Once you have it home, place the lobster in the bottom of your fridge with really wet newspaper or cloth over and under it. Keep the paper or cloth moist. A dry lobster is an unhappy
lobster, and never place a lobster in water or put ice on it. Once stored correctly, your lobster will survive 24-48 hours. I’m going to describe how to cook one alive, but I believe
lobsters do not feel pain. You can cook it in a court-bouillon (poaching liquid flavoured with vegetables) or, our preference, in sea water. We also get our oysters complete with their sea water, from Achill Oysters in Co Mayo. But you can either bring some water from the beach or you can just go
mad and add a lot of salt to water at home.
Place the lobster in the freezer for 20 minutes, or place it on its back for a couple of minutes to put the lobster into a catatonic state. Bring your sea water or very salty water to the boil and drop in your lobster. A 1.5kg (3.3lbs) lobster will take 8-11 minutes to cook at a vigorous boil, and should turn bright red when fully cooked. Remove it from the boiling water at this point and plunge it into ice water for 2 minutes to stop the cooking process.

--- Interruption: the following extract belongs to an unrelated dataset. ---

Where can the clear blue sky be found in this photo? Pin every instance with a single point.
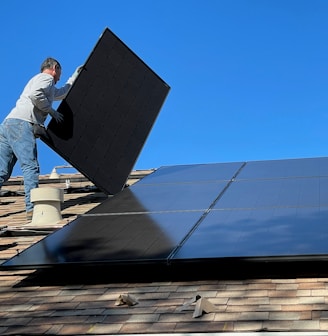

At home, I like to serve lobster warm and let everyone dig in. You can split the lobster down the back with a sharp knife and give each claw a crack with the back of a knife to make it easier for your guests to get at the meat.
Inside, you will see all the usual white meat, but the green stuff — the tomalley — should not be ignored. In restaurants, it is usually removed, so enjoy it at home. If you decide to remove it for your guests, you can keep it to make a bisque, along with the discarded shells. Also remember to excavate the legs, as the meat, which we call lobster spaghetti, is really tasty. The bright-red roe is also delish. I think a simple clarified garlic butter or Marie Rose sauce make the perfect accompaniment.